As federal judges in state after state rule in favor of same-sex marriage — Oregon, Utah, Arkansas, Pennsylvania — six gay couples in Florida who filed a lawsuit against the state in an attempt to overturn its ban on marriage equality will have their day in court this summer. The Eleventh Judicial Court Judge Sarah Zabel will hear the case in Miami on July 2.
“Today the majority of Floridians stand with us, as there is no reasonable argument for discrimination against our families,” said Equality Florida Institute Chief Executive Officer Nadine Smith. “Throughout the nation, courts have ruled that these harmful laws are outdated and out of step, and we believe that equality and justice will prevail in Florida, as well.”
In other LGBT news:
• A binational, married gay couple that legally wed in Massachusetts last summer has filed a lawsuit against Florida Atlantic University for not recognizing their marriage.
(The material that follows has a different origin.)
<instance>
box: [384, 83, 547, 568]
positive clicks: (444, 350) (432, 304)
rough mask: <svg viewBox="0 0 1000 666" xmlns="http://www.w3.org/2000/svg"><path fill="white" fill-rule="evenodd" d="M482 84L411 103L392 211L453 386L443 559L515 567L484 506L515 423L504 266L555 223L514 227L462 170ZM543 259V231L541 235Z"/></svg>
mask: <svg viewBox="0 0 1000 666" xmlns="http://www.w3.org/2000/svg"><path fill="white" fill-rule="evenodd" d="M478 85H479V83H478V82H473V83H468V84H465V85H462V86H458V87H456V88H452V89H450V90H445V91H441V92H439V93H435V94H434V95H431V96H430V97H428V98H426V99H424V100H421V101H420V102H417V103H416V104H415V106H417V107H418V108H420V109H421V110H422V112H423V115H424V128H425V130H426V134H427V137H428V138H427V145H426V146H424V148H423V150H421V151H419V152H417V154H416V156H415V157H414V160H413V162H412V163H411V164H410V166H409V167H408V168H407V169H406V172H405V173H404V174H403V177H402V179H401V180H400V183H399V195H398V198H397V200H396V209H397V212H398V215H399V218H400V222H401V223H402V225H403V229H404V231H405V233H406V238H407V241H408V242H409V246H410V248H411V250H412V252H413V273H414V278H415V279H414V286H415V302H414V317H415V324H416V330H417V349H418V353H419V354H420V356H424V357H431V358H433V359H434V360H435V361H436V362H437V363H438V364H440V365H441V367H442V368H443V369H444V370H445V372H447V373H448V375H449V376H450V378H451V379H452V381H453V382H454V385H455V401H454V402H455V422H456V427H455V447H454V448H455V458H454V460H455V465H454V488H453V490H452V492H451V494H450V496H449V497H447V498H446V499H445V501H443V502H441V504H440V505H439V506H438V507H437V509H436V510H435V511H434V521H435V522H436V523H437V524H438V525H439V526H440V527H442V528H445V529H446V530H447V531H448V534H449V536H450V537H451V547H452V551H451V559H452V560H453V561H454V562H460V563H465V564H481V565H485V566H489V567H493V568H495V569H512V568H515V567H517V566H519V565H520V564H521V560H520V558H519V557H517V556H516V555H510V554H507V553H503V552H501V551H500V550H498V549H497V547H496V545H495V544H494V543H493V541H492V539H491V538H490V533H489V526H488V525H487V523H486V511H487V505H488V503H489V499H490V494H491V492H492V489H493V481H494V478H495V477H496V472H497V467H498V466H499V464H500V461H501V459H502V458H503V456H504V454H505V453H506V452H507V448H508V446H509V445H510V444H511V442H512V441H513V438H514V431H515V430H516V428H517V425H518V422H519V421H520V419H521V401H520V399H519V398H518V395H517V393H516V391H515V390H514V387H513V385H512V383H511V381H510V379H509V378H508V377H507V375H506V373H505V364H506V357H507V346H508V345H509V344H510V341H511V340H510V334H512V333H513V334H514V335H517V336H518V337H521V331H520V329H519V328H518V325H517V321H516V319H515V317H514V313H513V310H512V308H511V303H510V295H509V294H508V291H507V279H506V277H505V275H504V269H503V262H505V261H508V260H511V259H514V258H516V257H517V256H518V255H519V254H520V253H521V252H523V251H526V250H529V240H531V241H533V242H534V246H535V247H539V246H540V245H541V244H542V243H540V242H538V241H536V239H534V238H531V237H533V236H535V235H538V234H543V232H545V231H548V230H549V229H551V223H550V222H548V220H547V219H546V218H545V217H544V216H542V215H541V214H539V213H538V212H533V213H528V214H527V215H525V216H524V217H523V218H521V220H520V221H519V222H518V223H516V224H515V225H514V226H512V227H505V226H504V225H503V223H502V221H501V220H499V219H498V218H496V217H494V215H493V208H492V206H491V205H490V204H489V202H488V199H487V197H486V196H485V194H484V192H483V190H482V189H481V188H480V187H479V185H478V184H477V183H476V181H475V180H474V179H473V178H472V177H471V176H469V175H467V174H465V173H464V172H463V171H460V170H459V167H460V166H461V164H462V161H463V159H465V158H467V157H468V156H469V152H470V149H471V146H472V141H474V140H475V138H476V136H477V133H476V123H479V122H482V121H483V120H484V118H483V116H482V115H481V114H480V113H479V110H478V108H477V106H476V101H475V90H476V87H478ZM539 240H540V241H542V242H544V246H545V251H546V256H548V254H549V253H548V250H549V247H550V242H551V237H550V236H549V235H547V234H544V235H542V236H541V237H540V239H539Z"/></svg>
The university rejected one of the men’s application for in-state tuition based on their marriage because Florida law doesn’t recognize same-sex marriage.
• Common Core educational standards already are a divisive topic. But one Florida lawmaker is taking the debate to a new level.
Republican State Rep. Charles Van Zant claims the Common Core will turn students gay. He said that the American Institute for Research, which is developing Common Core testing for Florida, “are promoting as hard as they can, any youth that is interested in the LGBT agenda.”
He made these comments at the Operation Education Conference in Orlando in March, and also told attendees: "These people that will now receive $220 million from the state of Florida, unless this is stopped, will promote double-mindedness in state education and will attract every one of your children to become as homosexual as they possibly can.”
• St. Petersburg Mayor Rick Kriseman has made a deal with St. Pete Pride to waive half of the security and cleanup fees associated with the festivities planned for June 27-29, which were estimated to cost the organization $69,000. The city has sponsored the annual event in name only for the past few years, and this is the first time the city has offered assistance beyond that.
Mayor Kriseman will also be the first city leader to ever take part in the Pride parade. And it’s the first time that city police officers and firefighters will be permitted to walk in the parade in uniform.